On Behalf of | May 2, 2026 | Tax Controversies

Receiving any notice from the IRS can be concerning, but a CP504 is particularly alarming. The language is serious because it indicates that the IRS intends to seize certain assets.

If you don’t respond promptly, the IRS may escalate its collection efforts. Still, while the situation is urgent, it’s also manageable with the right steps.

What is a CP504 notice?

A CP504 is not the first notice the IRS sends about unpaid taxes. By the time you receive it, they have likely already sent prior reminders. The CP504 notice is a “Final Notice of Intent to Levy” on specific assets, such as your state tax refund.

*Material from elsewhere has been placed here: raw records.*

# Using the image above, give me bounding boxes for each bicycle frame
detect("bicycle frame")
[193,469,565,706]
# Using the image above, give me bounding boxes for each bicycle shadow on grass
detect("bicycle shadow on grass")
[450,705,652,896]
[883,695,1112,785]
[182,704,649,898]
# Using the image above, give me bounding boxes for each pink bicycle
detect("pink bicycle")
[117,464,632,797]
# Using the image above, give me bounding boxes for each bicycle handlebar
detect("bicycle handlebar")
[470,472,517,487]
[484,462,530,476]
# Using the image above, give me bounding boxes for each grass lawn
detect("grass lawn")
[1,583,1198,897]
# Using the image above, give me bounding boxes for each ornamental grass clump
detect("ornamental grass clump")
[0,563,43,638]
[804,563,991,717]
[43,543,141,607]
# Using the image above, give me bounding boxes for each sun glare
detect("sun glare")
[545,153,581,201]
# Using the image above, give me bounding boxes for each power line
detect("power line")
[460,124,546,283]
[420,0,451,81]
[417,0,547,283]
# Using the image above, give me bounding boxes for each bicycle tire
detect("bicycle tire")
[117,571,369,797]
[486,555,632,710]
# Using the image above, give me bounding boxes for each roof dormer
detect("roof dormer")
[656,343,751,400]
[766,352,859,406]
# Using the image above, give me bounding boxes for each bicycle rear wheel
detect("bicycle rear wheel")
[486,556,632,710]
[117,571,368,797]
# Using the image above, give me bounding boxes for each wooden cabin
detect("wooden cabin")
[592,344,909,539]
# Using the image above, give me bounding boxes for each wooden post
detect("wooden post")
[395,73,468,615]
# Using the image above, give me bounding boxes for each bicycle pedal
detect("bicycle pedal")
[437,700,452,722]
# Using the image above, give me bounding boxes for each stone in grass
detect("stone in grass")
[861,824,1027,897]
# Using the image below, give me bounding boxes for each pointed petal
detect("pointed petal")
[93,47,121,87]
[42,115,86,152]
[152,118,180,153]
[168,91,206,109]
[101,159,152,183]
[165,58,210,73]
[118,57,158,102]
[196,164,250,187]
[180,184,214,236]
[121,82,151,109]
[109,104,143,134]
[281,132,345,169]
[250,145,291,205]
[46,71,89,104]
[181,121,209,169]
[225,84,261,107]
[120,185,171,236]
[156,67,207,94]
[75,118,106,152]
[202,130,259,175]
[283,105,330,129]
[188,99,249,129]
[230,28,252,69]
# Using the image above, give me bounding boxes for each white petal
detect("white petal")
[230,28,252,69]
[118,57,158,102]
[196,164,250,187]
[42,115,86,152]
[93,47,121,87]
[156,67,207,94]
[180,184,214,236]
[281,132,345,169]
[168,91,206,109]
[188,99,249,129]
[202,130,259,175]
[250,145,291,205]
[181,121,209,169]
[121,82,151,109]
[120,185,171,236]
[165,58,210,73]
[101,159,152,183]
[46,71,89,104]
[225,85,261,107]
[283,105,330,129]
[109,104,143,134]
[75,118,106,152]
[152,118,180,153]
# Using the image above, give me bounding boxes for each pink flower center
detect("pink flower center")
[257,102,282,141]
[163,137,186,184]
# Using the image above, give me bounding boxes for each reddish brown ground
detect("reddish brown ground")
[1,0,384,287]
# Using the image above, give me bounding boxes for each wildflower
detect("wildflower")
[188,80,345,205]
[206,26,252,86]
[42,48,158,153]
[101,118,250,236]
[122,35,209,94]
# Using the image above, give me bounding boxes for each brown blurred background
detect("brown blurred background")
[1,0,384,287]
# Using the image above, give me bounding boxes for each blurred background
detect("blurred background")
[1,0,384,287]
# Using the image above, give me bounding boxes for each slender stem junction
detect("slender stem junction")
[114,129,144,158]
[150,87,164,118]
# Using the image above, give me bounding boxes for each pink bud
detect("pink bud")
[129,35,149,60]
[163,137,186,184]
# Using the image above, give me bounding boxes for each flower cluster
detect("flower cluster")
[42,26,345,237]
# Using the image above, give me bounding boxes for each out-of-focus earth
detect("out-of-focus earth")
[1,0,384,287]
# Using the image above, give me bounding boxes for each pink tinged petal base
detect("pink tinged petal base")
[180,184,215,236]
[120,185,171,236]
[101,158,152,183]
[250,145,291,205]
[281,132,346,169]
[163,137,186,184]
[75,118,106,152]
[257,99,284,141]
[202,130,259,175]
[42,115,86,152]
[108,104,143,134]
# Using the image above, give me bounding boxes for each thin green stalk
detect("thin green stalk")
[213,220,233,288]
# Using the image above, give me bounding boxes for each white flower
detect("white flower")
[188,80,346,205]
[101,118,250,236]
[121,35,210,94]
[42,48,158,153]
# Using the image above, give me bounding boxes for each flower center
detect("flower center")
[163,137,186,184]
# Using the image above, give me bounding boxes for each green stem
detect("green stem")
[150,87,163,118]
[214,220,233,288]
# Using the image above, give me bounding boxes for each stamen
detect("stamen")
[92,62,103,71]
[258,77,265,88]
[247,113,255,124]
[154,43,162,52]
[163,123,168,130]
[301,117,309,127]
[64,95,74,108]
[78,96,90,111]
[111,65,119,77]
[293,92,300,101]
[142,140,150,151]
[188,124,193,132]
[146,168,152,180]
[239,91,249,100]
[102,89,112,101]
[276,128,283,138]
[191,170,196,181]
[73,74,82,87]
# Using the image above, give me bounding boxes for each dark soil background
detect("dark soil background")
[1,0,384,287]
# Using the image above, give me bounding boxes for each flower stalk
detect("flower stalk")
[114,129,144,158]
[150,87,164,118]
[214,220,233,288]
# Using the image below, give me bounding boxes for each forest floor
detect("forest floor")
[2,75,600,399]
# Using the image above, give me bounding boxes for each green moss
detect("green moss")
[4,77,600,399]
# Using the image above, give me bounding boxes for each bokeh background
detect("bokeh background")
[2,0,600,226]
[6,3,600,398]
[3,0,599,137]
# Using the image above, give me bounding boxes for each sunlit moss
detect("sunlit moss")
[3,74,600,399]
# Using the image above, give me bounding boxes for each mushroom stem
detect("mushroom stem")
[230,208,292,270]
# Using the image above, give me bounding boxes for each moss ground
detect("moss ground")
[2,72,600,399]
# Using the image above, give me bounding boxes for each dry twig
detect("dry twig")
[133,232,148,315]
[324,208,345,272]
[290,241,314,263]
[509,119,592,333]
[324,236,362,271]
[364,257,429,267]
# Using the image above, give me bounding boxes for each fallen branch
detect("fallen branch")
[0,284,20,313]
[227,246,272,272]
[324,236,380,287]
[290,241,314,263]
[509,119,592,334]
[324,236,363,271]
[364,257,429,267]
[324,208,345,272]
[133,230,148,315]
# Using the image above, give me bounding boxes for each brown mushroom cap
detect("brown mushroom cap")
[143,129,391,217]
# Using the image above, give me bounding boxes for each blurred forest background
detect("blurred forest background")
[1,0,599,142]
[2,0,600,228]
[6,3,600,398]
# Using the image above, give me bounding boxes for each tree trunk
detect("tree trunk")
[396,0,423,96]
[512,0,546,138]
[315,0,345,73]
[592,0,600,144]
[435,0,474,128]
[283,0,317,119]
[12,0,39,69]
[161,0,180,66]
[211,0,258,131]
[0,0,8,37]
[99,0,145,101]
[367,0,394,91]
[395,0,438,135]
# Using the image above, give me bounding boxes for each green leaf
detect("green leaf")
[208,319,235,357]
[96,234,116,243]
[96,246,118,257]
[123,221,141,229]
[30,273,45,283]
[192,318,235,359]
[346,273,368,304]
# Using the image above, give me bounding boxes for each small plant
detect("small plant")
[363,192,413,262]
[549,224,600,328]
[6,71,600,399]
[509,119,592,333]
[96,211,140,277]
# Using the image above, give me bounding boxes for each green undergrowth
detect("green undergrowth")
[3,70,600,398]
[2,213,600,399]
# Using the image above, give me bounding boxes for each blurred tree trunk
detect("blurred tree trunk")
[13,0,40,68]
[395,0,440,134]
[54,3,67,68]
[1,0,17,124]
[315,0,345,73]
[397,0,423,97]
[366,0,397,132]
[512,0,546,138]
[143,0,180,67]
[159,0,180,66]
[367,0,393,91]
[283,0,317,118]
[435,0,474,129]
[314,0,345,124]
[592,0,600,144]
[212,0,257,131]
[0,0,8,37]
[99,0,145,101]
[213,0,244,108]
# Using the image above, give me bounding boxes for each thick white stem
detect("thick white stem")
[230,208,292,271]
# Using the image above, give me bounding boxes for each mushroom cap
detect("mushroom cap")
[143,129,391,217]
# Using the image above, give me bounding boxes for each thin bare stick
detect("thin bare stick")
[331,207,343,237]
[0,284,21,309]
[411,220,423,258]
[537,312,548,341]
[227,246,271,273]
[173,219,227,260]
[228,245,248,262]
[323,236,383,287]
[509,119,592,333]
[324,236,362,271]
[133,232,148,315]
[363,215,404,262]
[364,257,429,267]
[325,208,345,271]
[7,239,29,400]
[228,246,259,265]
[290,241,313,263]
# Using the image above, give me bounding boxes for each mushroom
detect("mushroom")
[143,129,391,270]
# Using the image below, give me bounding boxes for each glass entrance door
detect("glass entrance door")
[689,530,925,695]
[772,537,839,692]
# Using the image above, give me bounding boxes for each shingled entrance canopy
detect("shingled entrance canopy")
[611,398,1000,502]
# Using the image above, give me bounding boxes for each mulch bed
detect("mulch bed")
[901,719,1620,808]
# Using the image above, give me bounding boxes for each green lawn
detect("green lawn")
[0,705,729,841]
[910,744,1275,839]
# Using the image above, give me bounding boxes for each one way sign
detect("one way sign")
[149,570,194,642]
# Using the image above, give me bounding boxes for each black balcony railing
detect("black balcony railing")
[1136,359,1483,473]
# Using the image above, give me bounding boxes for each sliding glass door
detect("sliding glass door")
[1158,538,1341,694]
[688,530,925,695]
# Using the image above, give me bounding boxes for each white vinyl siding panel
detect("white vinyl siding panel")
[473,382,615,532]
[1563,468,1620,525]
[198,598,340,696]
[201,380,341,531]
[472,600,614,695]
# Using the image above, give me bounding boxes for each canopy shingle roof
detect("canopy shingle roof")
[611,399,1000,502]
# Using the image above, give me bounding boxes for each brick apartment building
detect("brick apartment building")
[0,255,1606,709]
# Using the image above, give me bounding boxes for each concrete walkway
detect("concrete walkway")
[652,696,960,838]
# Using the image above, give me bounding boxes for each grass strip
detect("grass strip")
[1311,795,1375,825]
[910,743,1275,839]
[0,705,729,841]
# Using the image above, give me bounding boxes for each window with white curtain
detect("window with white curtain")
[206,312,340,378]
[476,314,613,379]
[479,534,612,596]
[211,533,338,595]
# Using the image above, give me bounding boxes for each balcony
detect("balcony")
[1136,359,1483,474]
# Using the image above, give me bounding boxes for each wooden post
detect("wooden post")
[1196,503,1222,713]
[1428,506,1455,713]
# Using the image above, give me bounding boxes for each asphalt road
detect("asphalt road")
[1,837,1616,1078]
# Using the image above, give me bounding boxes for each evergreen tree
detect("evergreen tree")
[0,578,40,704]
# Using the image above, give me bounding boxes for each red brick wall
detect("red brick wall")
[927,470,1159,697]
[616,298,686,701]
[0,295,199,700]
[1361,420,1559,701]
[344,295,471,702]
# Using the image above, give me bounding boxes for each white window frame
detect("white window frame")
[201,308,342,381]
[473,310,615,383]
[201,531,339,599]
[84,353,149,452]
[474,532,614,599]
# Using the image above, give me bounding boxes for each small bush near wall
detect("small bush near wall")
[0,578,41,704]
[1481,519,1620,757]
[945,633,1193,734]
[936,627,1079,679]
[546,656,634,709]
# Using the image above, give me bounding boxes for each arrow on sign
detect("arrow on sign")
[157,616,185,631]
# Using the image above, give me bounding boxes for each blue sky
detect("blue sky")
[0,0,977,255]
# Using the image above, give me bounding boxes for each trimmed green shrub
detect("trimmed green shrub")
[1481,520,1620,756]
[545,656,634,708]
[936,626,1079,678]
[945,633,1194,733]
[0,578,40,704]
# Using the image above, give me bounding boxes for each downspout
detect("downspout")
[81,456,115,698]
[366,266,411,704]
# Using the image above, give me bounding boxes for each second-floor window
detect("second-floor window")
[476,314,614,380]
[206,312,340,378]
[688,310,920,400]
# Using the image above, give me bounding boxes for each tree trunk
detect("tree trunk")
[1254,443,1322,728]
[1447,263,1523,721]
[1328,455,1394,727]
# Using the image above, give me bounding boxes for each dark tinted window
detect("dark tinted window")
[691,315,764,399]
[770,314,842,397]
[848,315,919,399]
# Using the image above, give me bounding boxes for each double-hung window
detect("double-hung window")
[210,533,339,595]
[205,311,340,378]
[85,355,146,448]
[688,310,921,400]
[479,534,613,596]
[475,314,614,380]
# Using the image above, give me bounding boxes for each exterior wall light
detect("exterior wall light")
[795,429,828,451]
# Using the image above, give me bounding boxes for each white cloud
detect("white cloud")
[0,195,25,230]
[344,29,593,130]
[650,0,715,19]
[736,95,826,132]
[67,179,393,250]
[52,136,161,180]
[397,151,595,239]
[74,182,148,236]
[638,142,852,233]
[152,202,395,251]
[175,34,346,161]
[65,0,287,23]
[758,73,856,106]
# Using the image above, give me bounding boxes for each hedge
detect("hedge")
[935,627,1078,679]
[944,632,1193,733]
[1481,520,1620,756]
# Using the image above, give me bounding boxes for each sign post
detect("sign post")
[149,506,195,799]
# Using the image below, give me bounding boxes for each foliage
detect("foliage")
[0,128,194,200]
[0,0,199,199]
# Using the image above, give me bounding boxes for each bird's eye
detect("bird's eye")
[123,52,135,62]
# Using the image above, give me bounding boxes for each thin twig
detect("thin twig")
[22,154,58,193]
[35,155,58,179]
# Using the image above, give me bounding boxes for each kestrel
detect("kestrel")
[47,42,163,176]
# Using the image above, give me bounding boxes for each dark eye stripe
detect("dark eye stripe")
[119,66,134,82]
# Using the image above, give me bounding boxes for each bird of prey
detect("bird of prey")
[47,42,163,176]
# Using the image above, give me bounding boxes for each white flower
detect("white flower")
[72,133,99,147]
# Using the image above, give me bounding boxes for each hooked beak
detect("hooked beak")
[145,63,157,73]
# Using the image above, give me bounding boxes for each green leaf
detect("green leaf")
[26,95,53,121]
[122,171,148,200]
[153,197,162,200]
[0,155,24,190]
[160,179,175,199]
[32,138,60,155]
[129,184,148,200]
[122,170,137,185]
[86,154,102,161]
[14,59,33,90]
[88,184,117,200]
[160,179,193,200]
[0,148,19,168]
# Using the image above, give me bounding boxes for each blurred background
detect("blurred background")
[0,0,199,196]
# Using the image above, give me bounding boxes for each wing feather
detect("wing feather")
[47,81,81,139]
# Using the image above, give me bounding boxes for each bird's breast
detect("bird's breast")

It also warns that broader enforcement actions could follow.

It’s crucial that you do not ignore a CP504 because doing so can lead to more aggressive IRS collection efforts, including:

  • Garnishing your wages
  • Taking the funds directly from your bank accounts
  • Filing a federal lien against your property

Once these actions begin, resolving your tax issue becomes more complicated.

Instead, you want to act quickly to maintain control over the situation. Your first step is confirming the accuracy of the notice. Mistakes can happen, and you have the right to dispute inaccuracies.

If the notice is accurate, you should pay the balance if you can. Doing so will stop further collection notices. If full payment isn’t possible, the IRS may allow:

  • Monthly payment plans
  • Offers in compromise (settling for less than the full amount owed)
  • Temporary hardship status, which can delay collection if you can’t pay

Your CP504 will include instructions for contacting the IRS. Reaching out promptly after receiving your notice shows good faith and can prevent escalation. Considering the legal and financial complexity of your tax issue, you should consider working with someone who can help you evaluate your options and negotiate with the IRS on your behalf. Their assistance can make a meaningful difference and, where possible, protect your assets from IRS seizure.